(image : http://bigbible.org)
Les inscriptions du désert

(image : http://www.hit.ac.il)







         S'il est un thème dont l'importance à travers l'Histoire s'est répercutée jusqu'à notre usage quotidien, c'est l'évolution de l'écriture alphabétique qui a accompagné la naissance du peuple d'Israël.

Les immenses étendues désertiques réservent parfois de belles surprises. Elles recèlent des traces qui contiennent des renseignements historiques d'une portée considérable. En l'occurence, les recherches résumées ci-dessous relèvent d'une aventure particulièrement instructive et riche en implications historiques.


L'écriture proto-sinaïtique


            L'itinéraire le plus classique de l'Exode passe dans l'ouest de la péninsule, à proximité d'un lieu appelé Serabit-el-Khadem où une très ancienne mine de cuivre et de turquoise était exploitée sous les pharaons. Ce secteur correspond peut-être à une étape biblique appelée Dophka, mot qui signifie à peu près "mirerai" ou "métallurgie". Nous savons que la main-d'oeuvre employée dans cette mine était, au moins partiellement, d'origine sémitique. Ce site recèle également un trésor pour les historiens et les linguistes.

En 1909, l'orientaliste anglais Flinders Petrie fit une expédition dans le Sinaï et explora les mines de Serabit-el-Khadem. Son attention fut attirée par un type particulier de graffiti gravés sur les parois rocheuses et dans les galeries. Ils ressemblaient à des signes hiéroglyphiques égyptiens représentés de manière simplifiée mais inhabituelle. Petrie fit quelques relevés et les envoya aux plus grands spécialistes occidentaux des écritures anciennes.

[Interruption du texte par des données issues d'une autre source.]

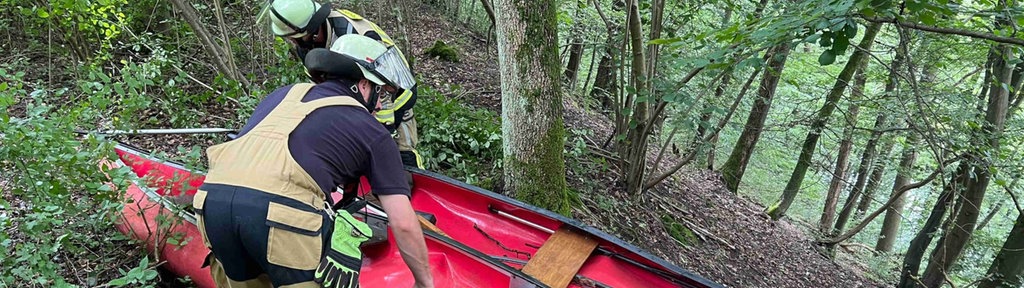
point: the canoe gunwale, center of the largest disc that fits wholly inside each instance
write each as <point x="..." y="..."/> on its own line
<point x="517" y="278"/>
<point x="681" y="273"/>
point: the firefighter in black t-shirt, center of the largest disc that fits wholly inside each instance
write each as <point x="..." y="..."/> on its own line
<point x="262" y="209"/>
<point x="307" y="25"/>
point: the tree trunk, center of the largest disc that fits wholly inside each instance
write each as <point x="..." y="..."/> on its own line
<point x="1008" y="268"/>
<point x="532" y="131"/>
<point x="842" y="161"/>
<point x="706" y="119"/>
<point x="732" y="170"/>
<point x="920" y="243"/>
<point x="991" y="214"/>
<point x="604" y="81"/>
<point x="216" y="52"/>
<point x="894" y="215"/>
<point x="576" y="55"/>
<point x="948" y="250"/>
<point x="634" y="149"/>
<point x="875" y="180"/>
<point x="810" y="144"/>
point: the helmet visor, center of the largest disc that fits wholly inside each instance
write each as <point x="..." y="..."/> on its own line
<point x="391" y="68"/>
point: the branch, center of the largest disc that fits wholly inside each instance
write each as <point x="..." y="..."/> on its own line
<point x="721" y="124"/>
<point x="953" y="31"/>
<point x="896" y="195"/>
<point x="1014" y="198"/>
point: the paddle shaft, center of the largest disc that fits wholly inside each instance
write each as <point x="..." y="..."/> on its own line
<point x="161" y="131"/>
<point x="599" y="249"/>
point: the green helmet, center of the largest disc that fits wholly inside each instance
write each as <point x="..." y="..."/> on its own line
<point x="297" y="17"/>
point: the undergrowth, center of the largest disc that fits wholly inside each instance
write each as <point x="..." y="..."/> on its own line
<point x="459" y="140"/>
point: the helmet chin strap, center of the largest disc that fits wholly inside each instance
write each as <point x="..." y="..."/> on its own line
<point x="370" y="87"/>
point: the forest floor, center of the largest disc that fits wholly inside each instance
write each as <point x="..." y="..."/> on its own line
<point x="738" y="245"/>
<point x="732" y="243"/>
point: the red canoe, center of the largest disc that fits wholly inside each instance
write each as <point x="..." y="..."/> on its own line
<point x="489" y="237"/>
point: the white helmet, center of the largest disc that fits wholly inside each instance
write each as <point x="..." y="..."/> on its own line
<point x="297" y="17"/>
<point x="354" y="55"/>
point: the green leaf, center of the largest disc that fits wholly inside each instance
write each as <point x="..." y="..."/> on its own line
<point x="825" y="40"/>
<point x="841" y="44"/>
<point x="914" y="6"/>
<point x="850" y="30"/>
<point x="928" y="18"/>
<point x="826" y="57"/>
<point x="118" y="282"/>
<point x="664" y="41"/>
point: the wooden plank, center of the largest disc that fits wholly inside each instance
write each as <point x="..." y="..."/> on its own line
<point x="560" y="257"/>
<point x="428" y="225"/>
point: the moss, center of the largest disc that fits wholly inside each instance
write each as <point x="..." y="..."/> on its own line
<point x="547" y="188"/>
<point x="442" y="51"/>
<point x="679" y="232"/>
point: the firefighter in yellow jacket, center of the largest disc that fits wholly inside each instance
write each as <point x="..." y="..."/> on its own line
<point x="263" y="207"/>
<point x="307" y="25"/>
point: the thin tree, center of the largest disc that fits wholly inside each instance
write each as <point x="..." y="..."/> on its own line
<point x="894" y="215"/>
<point x="951" y="245"/>
<point x="842" y="160"/>
<point x="532" y="131"/>
<point x="778" y="210"/>
<point x="732" y="170"/>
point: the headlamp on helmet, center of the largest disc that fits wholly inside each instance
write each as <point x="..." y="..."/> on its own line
<point x="295" y="18"/>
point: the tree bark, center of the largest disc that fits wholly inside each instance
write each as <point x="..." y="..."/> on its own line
<point x="991" y="214"/>
<point x="634" y="149"/>
<point x="576" y="55"/>
<point x="894" y="215"/>
<point x="948" y="250"/>
<point x="604" y="83"/>
<point x="532" y="130"/>
<point x="875" y="180"/>
<point x="842" y="161"/>
<point x="209" y="44"/>
<point x="920" y="243"/>
<point x="732" y="170"/>
<point x="810" y="144"/>
<point x="1008" y="268"/>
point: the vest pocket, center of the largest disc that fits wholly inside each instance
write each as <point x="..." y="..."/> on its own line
<point x="294" y="239"/>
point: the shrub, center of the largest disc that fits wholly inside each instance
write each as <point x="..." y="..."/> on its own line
<point x="457" y="139"/>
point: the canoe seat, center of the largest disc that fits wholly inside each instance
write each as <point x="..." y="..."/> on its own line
<point x="560" y="257"/>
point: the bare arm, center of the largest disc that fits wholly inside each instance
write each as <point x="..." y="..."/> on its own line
<point x="409" y="236"/>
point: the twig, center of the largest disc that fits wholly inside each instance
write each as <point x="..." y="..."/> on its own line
<point x="698" y="231"/>
<point x="896" y="195"/>
<point x="953" y="31"/>
<point x="847" y="246"/>
<point x="1014" y="198"/>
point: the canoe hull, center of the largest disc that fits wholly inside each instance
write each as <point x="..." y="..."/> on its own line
<point x="491" y="236"/>
<point x="179" y="243"/>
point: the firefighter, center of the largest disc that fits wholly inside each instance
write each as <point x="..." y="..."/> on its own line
<point x="263" y="209"/>
<point x="307" y="25"/>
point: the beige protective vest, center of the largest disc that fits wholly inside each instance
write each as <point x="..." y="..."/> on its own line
<point x="261" y="160"/>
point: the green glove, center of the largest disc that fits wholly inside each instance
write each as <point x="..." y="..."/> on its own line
<point x="340" y="266"/>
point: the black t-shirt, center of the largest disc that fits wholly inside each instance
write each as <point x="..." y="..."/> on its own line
<point x="337" y="145"/>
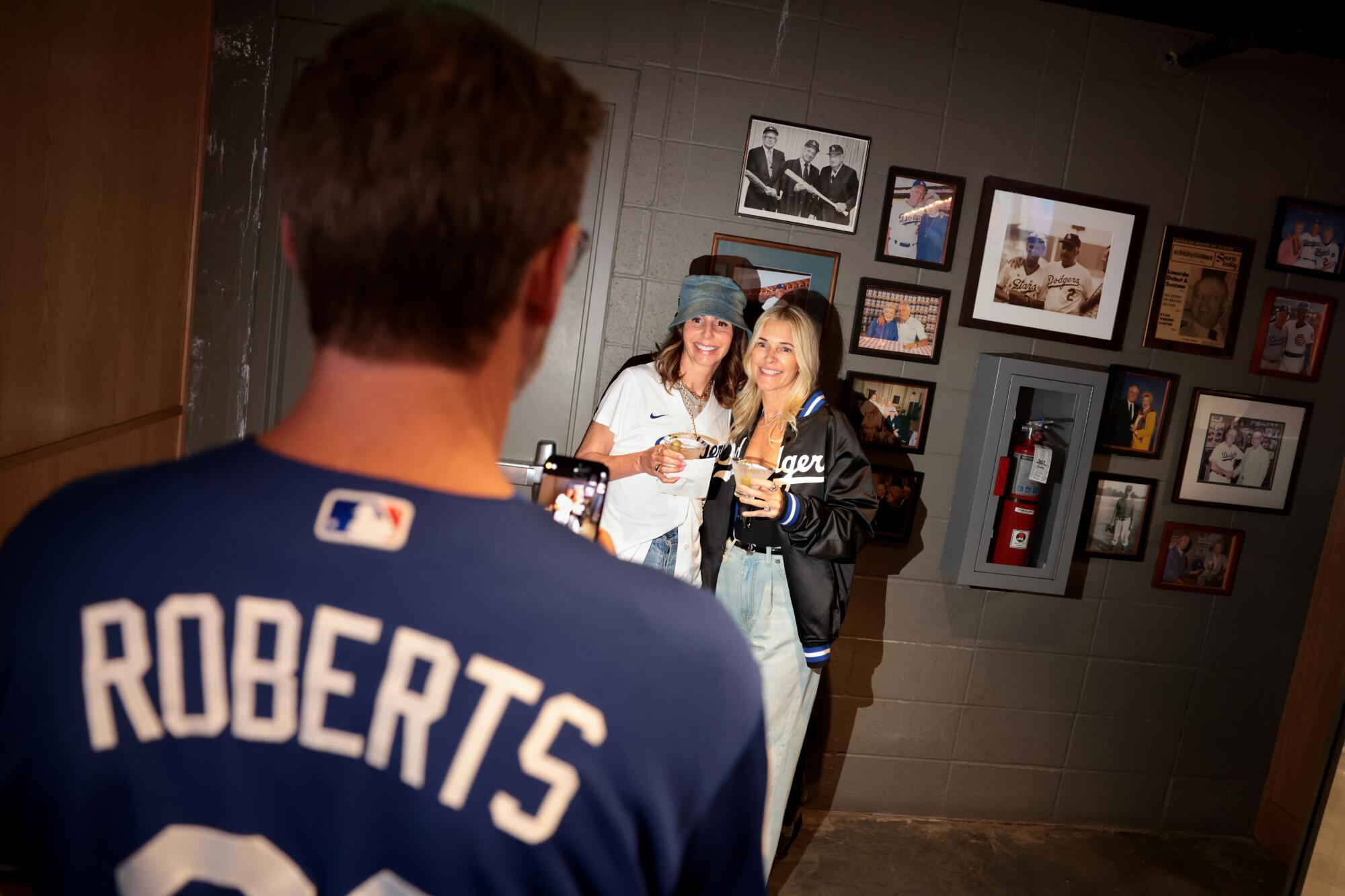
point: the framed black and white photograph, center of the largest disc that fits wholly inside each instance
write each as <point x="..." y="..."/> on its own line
<point x="921" y="214"/>
<point x="899" y="321"/>
<point x="1292" y="339"/>
<point x="1136" y="416"/>
<point x="1241" y="451"/>
<point x="1052" y="264"/>
<point x="1120" y="509"/>
<point x="1195" y="557"/>
<point x="1199" y="292"/>
<point x="890" y="412"/>
<point x="802" y="175"/>
<point x="1307" y="239"/>
<point x="899" y="497"/>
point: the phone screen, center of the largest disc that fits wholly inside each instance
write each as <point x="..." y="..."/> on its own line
<point x="574" y="491"/>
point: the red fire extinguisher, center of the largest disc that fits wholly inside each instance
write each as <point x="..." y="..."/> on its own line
<point x="1022" y="498"/>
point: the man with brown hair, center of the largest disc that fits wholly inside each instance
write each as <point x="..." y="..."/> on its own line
<point x="346" y="658"/>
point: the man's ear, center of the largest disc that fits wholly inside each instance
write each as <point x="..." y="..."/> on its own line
<point x="287" y="243"/>
<point x="545" y="279"/>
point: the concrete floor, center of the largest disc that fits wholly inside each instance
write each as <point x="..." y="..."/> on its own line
<point x="859" y="854"/>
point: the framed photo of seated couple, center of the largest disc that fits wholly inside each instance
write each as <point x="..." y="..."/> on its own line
<point x="1052" y="264"/>
<point x="1136" y="416"/>
<point x="1241" y="451"/>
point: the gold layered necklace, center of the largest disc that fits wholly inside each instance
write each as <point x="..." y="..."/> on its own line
<point x="695" y="403"/>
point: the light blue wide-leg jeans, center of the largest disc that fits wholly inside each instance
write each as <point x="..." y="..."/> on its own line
<point x="754" y="589"/>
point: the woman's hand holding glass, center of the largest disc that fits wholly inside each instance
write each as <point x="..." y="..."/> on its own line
<point x="661" y="462"/>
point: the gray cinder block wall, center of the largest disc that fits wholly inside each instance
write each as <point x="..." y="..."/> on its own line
<point x="1120" y="704"/>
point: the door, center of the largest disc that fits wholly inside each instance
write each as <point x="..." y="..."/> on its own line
<point x="559" y="401"/>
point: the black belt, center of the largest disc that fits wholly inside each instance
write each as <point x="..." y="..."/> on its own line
<point x="754" y="549"/>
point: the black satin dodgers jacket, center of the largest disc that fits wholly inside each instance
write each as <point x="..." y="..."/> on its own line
<point x="828" y="517"/>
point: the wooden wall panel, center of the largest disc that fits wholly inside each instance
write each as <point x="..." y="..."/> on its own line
<point x="104" y="128"/>
<point x="103" y="110"/>
<point x="1307" y="727"/>
<point x="25" y="485"/>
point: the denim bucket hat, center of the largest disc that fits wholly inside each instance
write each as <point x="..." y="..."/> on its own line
<point x="716" y="296"/>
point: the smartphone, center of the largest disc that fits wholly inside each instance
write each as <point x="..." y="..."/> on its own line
<point x="574" y="491"/>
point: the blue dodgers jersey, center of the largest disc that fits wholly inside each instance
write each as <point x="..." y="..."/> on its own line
<point x="247" y="671"/>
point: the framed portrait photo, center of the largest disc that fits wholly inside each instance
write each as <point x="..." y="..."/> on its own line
<point x="771" y="271"/>
<point x="1292" y="339"/>
<point x="1136" y="417"/>
<point x="899" y="321"/>
<point x="1195" y="557"/>
<point x="802" y="175"/>
<point x="1117" y="526"/>
<point x="1307" y="239"/>
<point x="888" y="412"/>
<point x="921" y="214"/>
<point x="899" y="497"/>
<point x="1052" y="264"/>
<point x="1199" y="292"/>
<point x="1241" y="451"/>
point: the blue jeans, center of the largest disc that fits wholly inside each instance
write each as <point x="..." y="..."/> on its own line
<point x="754" y="589"/>
<point x="664" y="553"/>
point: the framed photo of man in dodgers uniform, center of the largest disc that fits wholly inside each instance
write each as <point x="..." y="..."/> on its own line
<point x="1241" y="451"/>
<point x="1292" y="339"/>
<point x="1052" y="264"/>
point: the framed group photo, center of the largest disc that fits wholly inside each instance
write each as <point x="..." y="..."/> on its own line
<point x="1241" y="451"/>
<point x="1139" y="407"/>
<point x="899" y="321"/>
<point x="802" y="175"/>
<point x="1202" y="559"/>
<point x="1117" y="526"/>
<point x="921" y="214"/>
<point x="1292" y="339"/>
<point x="1307" y="239"/>
<point x="1052" y="264"/>
<point x="1199" y="292"/>
<point x="773" y="271"/>
<point x="890" y="412"/>
<point x="899" y="498"/>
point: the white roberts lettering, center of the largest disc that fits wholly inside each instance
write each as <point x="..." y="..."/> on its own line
<point x="396" y="701"/>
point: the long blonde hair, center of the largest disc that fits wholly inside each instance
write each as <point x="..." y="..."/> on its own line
<point x="747" y="407"/>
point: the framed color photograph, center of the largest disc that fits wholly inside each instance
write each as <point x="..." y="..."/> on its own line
<point x="888" y="412"/>
<point x="1052" y="264"/>
<point x="921" y="214"/>
<point x="1199" y="292"/>
<point x="771" y="271"/>
<point x="1241" y="451"/>
<point x="1117" y="526"/>
<point x="1136" y="417"/>
<point x="1307" y="239"/>
<point x="1292" y="339"/>
<point x="899" y="497"/>
<point x="802" y="175"/>
<point x="899" y="321"/>
<point x="1195" y="557"/>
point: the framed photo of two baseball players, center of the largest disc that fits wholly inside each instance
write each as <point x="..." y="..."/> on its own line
<point x="1052" y="264"/>
<point x="797" y="174"/>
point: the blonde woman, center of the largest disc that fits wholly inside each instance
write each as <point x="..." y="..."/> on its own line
<point x="781" y="555"/>
<point x="1145" y="421"/>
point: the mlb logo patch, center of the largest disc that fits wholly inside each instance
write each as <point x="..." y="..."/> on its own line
<point x="365" y="518"/>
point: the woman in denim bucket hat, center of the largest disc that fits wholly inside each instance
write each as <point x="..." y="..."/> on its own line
<point x="689" y="386"/>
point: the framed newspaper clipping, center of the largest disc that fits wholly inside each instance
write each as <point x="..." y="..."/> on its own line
<point x="1199" y="292"/>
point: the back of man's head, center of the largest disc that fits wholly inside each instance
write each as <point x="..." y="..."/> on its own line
<point x="424" y="161"/>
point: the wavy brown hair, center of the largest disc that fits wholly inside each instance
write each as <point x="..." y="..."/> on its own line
<point x="728" y="377"/>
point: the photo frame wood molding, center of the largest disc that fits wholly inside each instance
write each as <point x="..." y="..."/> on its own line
<point x="993" y="185"/>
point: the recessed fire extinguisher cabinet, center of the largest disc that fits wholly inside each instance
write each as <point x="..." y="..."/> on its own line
<point x="1024" y="471"/>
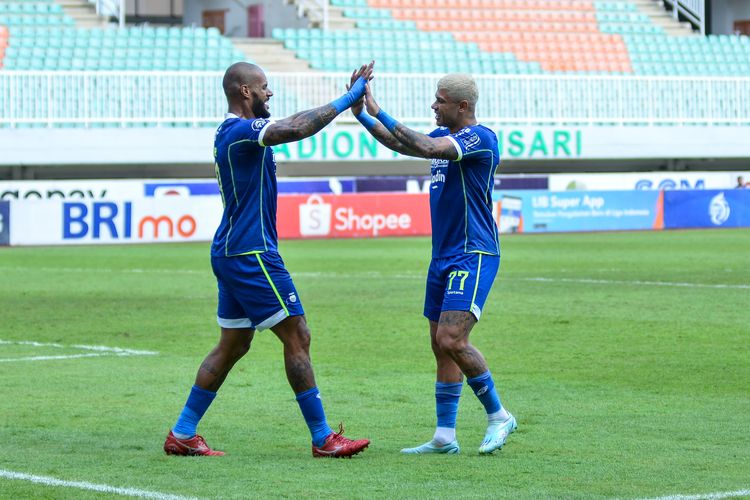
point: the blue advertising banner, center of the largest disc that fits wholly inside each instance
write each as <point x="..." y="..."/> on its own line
<point x="707" y="208"/>
<point x="4" y="223"/>
<point x="545" y="211"/>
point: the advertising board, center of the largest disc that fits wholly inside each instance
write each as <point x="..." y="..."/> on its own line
<point x="710" y="208"/>
<point x="59" y="222"/>
<point x="353" y="215"/>
<point x="544" y="211"/>
<point x="4" y="223"/>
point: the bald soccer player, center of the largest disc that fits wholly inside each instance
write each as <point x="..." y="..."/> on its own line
<point x="255" y="290"/>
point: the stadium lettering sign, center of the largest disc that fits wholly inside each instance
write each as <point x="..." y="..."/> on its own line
<point x="540" y="143"/>
<point x="115" y="221"/>
<point x="349" y="142"/>
<point x="340" y="144"/>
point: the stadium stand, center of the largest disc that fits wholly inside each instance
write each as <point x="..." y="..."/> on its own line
<point x="479" y="36"/>
<point x="39" y="36"/>
<point x="514" y="37"/>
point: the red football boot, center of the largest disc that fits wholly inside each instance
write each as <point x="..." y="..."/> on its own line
<point x="337" y="446"/>
<point x="195" y="447"/>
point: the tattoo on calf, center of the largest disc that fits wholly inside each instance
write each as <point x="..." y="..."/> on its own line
<point x="461" y="319"/>
<point x="210" y="368"/>
<point x="300" y="374"/>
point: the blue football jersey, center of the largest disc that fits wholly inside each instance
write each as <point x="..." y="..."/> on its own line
<point x="461" y="194"/>
<point x="246" y="172"/>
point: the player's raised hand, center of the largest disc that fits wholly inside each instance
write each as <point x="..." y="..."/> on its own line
<point x="372" y="107"/>
<point x="365" y="71"/>
<point x="358" y="105"/>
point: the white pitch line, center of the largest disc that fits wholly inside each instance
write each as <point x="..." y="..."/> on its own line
<point x="99" y="350"/>
<point x="82" y="485"/>
<point x="380" y="275"/>
<point x="46" y="358"/>
<point x="707" y="496"/>
<point x="632" y="282"/>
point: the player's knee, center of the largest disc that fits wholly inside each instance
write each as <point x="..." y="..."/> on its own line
<point x="447" y="342"/>
<point x="302" y="336"/>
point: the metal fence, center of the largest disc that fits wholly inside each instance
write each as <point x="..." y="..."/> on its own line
<point x="152" y="98"/>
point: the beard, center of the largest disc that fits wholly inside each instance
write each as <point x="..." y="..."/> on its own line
<point x="259" y="110"/>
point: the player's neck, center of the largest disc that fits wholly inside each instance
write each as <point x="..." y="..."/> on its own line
<point x="243" y="111"/>
<point x="466" y="122"/>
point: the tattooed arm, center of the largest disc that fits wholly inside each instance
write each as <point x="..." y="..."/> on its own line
<point x="384" y="137"/>
<point x="299" y="126"/>
<point x="302" y="125"/>
<point x="420" y="145"/>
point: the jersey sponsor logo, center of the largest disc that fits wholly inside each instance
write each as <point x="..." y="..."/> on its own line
<point x="471" y="141"/>
<point x="317" y="218"/>
<point x="259" y="124"/>
<point x="719" y="209"/>
<point x="437" y="178"/>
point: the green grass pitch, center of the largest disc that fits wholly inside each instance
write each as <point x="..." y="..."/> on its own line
<point x="624" y="356"/>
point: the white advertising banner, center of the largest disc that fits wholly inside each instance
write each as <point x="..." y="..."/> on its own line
<point x="71" y="189"/>
<point x="351" y="142"/>
<point x="645" y="180"/>
<point x="138" y="220"/>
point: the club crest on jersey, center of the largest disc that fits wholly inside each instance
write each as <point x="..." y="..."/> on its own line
<point x="470" y="141"/>
<point x="259" y="123"/>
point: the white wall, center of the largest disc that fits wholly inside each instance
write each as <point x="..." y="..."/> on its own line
<point x="725" y="12"/>
<point x="154" y="7"/>
<point x="277" y="14"/>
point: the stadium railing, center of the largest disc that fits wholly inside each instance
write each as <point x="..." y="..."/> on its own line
<point x="186" y="98"/>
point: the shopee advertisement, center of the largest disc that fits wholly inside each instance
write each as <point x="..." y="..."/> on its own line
<point x="353" y="215"/>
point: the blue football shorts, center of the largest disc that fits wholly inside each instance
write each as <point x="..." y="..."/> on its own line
<point x="459" y="283"/>
<point x="255" y="291"/>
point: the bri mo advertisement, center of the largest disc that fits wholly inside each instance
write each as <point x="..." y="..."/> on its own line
<point x="544" y="211"/>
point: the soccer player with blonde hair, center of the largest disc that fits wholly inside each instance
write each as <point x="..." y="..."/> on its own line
<point x="465" y="249"/>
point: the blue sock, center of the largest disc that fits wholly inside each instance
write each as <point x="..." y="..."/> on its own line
<point x="484" y="388"/>
<point x="198" y="402"/>
<point x="446" y="403"/>
<point x="315" y="418"/>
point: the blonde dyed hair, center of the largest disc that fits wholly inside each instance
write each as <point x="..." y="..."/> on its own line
<point x="460" y="87"/>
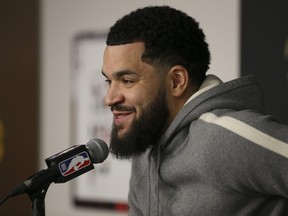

Les réactions ne tardèrent pas : ces inscriptions étaient inconnues et constituaient les plus anciennes traces d'écriture alphabétique. L'ensemble de ces signes fut baptisé "proto-sinaïtique" et leur déchiffrement devint un défi à relever.

Une petite statue de sphinx trouvée à Serabit portait quelques-uns de ces signes qui avoisinaient avec des hiéroglyphes classiques. En les comparant, l'égyptologue britannique Alan Gardiner réussit à en tirer les premiers enseignements. Les signes exprimaient une dédicace à la déesse Baal'at, équivalent féminin du dieu cananéen Baal, et l'inscription fut traduite par : "A Baal'at, déesse de la turquoise".






Le temple de Hathor à Serabit-el-Khadem
 (sans doute la Dophka biblique).
(image : http://home01.wxs.nl/~beren442)



Le principe de lecture était désormais acquis. Il était alphabétique, et certains signes avaient trouvé leur sens. Le proto-sinaitique dérive des hiéroglyphes égyptiens et constitue une étape intermédiaire avant les écritures sémitiques anciennes. Alors que l'égyptien combinait plusieurs modes de fonctionnement, les signes du Sinaï retenaient quelques phonogrammes, et seulement ceux qui se lisaient comme un alphabet. Proche de l'hébreu ancien, elle constitue en réalité l'ancêtre indirect de notre alphabet.

Comme ils dérivent de l'égyptien, ces signes avaient à l'origine une valeur figurative, dont ils se s'écartèrent pour ne plus garder que leur valeur phonétique. Par exemple, le aleph, c'est-à-dire le A, n'est rien d'autre qu'une tête de boeuf stylisée et renversée, aleph signifie "boeuf" en hébreu.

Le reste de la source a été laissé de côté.